For Forex Traders; Four Benefits Leveraged From Liquidity Access Offered By Wholesale Prime Forex Brokers

Prime brokerage involves larger financial institutions that conduct transactions with hedge funds and with other similarly larger institutions. Most seasoned Forex traders now prefer employing the services of Prime brokers due to the promise of direct access to multiple liquidity providers coupled with the highest quality in execution. It is however important to note that prime brokerages do not allow clients to have individual accounts, leaving traders with only one option; the creation of a proprietary trading conglomerate. Such a solution is beneficial to a trader who is after the best conditions that protect those trading in margin liabilities. The following are benefits professional Forex traders can leverage from the wholesale liquidity access offered by prime Forex brokers:

  1. Lower Transactional Cost

With trader access to Forex liquidity being limited to only one retail Forex brokerage firm, random unexpected costs are not a surprise. This can happen to a trader who had earlier been promised lower spreads. However, spreads are not the only factor to be considered when trading. Prime brokerage accounts offer advanced order execution that is usually offered at the finest prices available. This simply means that can improve their returns, especially if they choose the best liquidity source for their transactions.

  1. Offer Of Institutional Spreads That Are Tighter

Prime brokers only typically deal with institutions and for this reason they do not have a fixed number of employees. They also do not have costs that are fixed, which they have to cater for again in order to service a huge number of customers. Additionally, Prime brokers have an inducement to ensure there is as much trading as there possibly can be from their clients considering they are a liquidity source that is neutral. This allows them to offer institutional spreads to their customers with spreads 2-3 PIPs tighter than those offered by retail accounts. This is a win-win situation because the tighter (lower cost-basis) spreads that the clients enjoy also benefit the Prime brokers in terms of higher profits.

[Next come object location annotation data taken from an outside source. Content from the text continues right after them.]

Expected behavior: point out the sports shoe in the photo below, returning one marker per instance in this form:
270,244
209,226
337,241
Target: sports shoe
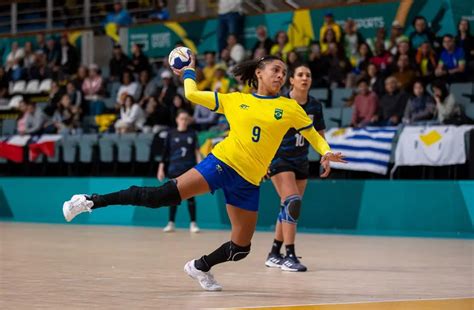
77,205
291,263
194,228
274,260
205,279
170,227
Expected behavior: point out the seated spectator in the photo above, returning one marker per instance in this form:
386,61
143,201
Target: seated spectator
282,45
116,19
160,12
339,66
132,116
146,88
421,33
29,57
204,118
426,61
68,60
220,81
66,118
16,53
3,85
32,119
352,39
168,90
382,59
118,64
74,94
447,110
80,77
391,105
420,106
376,80
452,62
158,116
93,85
329,23
263,41
404,74
365,105
208,70
465,40
318,65
139,60
329,37
237,51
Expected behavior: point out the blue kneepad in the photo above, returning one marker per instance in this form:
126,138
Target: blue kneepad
290,210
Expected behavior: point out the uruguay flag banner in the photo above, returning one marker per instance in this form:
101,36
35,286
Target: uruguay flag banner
431,146
365,149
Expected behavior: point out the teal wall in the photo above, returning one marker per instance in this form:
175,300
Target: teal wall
429,208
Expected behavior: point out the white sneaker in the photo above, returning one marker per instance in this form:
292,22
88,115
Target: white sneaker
77,205
194,228
206,279
170,227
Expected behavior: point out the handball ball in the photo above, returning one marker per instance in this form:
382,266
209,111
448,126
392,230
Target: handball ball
180,57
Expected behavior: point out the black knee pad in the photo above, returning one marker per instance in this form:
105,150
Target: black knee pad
291,209
152,197
236,252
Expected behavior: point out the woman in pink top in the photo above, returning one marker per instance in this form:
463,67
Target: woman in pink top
365,105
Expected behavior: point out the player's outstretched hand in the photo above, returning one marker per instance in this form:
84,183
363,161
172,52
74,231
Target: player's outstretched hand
192,65
326,159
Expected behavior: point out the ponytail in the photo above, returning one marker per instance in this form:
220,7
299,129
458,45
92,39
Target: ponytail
246,70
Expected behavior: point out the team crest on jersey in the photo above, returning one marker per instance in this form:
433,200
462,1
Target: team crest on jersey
278,114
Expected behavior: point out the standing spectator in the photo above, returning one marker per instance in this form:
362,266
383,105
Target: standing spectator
329,23
404,74
391,105
161,12
208,70
118,64
132,116
139,59
16,53
282,45
116,19
426,61
376,80
263,41
421,33
158,116
29,57
318,65
128,87
365,105
69,59
230,20
465,40
446,108
93,84
352,38
452,62
237,51
32,120
420,106
146,88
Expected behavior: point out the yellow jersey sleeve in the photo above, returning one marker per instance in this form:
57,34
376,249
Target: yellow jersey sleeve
214,101
304,125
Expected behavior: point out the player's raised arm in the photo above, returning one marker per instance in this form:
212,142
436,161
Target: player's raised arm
207,99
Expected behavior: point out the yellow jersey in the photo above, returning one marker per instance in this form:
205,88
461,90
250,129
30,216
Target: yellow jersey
257,127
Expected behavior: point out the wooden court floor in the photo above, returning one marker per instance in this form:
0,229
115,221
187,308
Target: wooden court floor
110,267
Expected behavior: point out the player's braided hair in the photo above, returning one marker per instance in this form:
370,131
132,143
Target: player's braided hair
246,70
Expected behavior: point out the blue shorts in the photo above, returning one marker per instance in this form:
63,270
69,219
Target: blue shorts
237,191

  1. A Profound Market Depth Experience

With the use of a Prime broker as an intermediary, a trader is assured of access to a number of liquidity providers found in the Foreign Exchange Market. Through access to multiple liquidity providers, a trader is able to place large volume orders and trade with ease. Even when there is low liquidity there are always other liquidity providers readily available. This greatly reduces the risk of making losses that the transactions might encounter during trading.

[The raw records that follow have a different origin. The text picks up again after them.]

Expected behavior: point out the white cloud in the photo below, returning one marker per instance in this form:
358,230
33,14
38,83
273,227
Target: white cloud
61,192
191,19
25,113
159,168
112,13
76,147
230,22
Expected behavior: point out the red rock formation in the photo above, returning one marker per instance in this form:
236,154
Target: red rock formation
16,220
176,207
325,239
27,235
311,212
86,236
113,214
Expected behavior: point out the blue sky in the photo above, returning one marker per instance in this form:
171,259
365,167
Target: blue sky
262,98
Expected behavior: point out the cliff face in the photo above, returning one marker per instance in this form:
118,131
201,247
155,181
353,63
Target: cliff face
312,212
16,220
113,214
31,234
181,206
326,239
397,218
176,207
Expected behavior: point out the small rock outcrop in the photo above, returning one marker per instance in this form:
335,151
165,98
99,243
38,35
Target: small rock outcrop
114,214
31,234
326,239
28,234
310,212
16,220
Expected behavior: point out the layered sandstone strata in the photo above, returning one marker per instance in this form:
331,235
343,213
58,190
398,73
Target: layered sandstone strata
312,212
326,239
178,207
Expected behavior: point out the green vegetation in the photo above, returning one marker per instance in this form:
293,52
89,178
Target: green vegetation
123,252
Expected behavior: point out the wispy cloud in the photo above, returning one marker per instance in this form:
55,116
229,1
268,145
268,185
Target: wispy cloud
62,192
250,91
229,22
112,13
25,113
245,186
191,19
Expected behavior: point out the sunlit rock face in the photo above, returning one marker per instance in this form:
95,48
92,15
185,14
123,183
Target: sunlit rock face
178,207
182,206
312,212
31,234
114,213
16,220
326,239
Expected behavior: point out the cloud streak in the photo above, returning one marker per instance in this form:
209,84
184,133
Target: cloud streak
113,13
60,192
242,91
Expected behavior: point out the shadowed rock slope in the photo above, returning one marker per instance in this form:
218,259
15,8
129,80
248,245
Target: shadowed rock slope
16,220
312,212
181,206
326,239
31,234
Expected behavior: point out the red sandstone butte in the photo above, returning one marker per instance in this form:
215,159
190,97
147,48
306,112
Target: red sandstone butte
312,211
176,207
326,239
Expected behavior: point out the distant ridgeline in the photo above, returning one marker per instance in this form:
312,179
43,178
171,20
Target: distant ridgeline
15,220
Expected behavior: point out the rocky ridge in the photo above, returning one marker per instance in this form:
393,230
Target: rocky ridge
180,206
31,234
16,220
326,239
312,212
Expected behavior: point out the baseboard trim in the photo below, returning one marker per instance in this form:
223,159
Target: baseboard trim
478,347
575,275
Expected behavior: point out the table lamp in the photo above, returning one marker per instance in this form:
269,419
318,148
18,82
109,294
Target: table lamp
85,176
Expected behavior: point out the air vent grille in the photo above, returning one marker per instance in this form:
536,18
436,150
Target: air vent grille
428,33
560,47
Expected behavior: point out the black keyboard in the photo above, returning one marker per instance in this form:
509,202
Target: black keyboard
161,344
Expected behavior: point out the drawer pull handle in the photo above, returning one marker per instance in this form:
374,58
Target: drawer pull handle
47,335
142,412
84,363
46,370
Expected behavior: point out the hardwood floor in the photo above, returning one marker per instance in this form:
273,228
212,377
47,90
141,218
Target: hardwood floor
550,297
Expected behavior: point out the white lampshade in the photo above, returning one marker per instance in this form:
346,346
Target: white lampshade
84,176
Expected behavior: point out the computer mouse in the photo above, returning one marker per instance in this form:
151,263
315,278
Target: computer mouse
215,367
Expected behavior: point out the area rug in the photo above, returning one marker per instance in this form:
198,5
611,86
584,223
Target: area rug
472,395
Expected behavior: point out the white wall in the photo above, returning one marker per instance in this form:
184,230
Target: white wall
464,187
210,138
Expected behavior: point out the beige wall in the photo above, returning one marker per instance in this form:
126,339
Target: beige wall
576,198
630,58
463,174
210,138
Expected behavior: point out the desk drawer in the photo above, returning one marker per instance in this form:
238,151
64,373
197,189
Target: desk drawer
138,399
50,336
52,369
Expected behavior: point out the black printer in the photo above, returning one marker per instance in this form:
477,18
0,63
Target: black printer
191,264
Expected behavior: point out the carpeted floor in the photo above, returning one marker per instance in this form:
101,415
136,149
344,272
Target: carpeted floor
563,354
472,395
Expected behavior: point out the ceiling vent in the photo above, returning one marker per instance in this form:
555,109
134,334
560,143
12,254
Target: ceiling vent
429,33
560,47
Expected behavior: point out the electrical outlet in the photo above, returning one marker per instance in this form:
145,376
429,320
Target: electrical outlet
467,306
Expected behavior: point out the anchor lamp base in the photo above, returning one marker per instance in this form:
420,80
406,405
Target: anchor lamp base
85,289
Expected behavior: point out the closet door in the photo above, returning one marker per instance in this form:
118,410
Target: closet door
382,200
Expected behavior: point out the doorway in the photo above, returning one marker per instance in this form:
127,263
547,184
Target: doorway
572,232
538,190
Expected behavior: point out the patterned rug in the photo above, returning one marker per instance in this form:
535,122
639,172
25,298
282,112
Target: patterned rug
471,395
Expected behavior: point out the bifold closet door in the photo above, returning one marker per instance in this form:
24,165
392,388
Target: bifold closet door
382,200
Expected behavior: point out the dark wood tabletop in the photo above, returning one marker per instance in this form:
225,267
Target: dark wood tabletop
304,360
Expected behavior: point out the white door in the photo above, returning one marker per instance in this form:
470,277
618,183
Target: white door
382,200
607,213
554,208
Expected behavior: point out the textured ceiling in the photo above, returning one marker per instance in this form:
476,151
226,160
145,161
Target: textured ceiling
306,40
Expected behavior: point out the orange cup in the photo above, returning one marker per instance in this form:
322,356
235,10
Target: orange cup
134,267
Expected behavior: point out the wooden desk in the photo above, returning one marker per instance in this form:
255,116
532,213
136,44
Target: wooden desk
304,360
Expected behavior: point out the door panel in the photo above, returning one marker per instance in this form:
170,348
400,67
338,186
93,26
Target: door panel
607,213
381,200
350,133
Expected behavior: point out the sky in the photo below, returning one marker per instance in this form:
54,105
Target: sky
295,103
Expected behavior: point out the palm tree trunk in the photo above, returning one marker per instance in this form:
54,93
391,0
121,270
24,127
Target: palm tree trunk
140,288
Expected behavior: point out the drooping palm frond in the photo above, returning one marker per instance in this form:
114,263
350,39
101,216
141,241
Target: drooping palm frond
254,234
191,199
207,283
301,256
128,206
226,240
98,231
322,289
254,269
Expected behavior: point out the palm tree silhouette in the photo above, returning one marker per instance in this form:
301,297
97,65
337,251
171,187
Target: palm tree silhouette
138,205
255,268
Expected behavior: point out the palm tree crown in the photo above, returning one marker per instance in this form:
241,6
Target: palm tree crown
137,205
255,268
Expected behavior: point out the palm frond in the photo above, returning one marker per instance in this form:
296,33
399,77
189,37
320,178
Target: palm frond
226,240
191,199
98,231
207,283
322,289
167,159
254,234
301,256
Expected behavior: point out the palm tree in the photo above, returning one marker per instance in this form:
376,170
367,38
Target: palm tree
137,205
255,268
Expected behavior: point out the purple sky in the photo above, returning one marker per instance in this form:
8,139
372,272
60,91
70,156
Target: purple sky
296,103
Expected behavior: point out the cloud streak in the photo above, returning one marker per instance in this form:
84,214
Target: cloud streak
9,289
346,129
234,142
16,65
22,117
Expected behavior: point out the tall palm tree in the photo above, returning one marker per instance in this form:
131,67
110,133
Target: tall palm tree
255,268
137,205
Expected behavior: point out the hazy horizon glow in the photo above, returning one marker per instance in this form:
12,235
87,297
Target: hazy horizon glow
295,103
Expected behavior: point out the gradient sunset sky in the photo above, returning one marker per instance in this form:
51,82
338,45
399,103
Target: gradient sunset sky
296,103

  1. Better Execution Of Orders

The Foreign Exchange Market is better known for its volatility, which directly leads to fluctuation of currencies. Prime brokers enjoy access to a number of liquidity providers. This means that this improves the execution rates especially when elemental news announcements are made or when the market becomes volatile.

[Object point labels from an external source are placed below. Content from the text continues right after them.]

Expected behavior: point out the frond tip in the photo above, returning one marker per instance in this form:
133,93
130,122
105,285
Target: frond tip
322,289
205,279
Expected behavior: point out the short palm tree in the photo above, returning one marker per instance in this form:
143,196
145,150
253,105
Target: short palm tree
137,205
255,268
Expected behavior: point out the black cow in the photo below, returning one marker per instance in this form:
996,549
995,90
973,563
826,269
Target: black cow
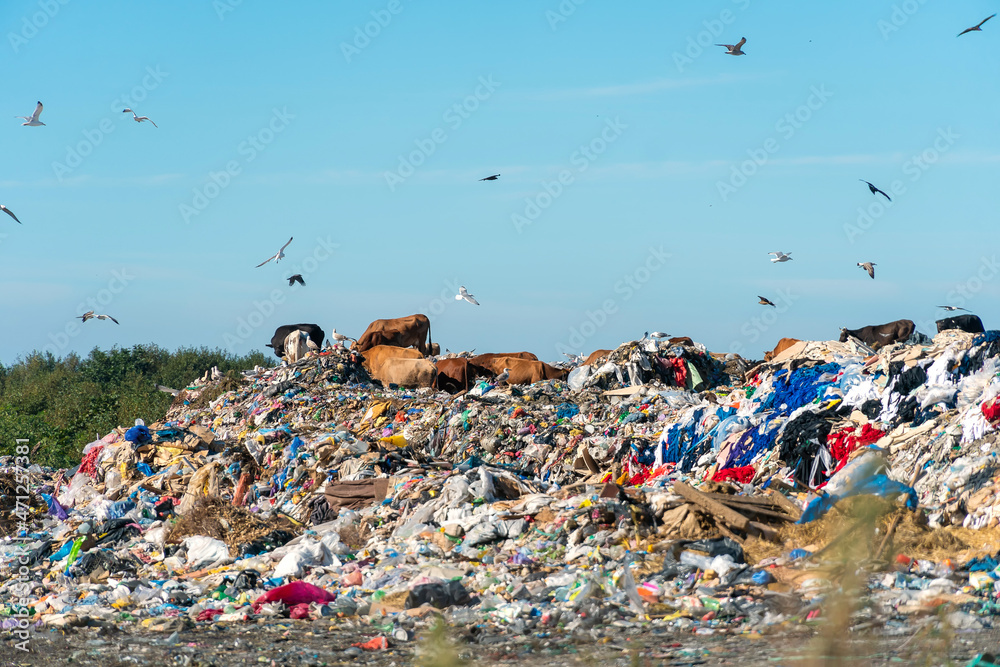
880,335
967,323
315,333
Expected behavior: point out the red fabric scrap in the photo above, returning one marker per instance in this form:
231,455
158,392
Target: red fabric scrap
209,614
376,644
88,465
743,475
299,611
297,592
991,411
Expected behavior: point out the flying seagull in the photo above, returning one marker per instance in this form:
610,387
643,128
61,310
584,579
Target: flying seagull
139,119
976,28
340,338
89,315
32,120
735,49
276,257
464,294
10,213
875,191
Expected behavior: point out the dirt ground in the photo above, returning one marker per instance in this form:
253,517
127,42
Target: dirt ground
317,643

During such times, retail Forex brokers with no sufficient access to liquidity providers are usually forced to widen their spreads, re-quote or in some instances reject orders of clients that are on the right side of the Foreign Exchange Market. This is because any execution of orders on the client’s requested price, without offsetting the risk to the interbank market at a better price, would portend massive losses for the broker.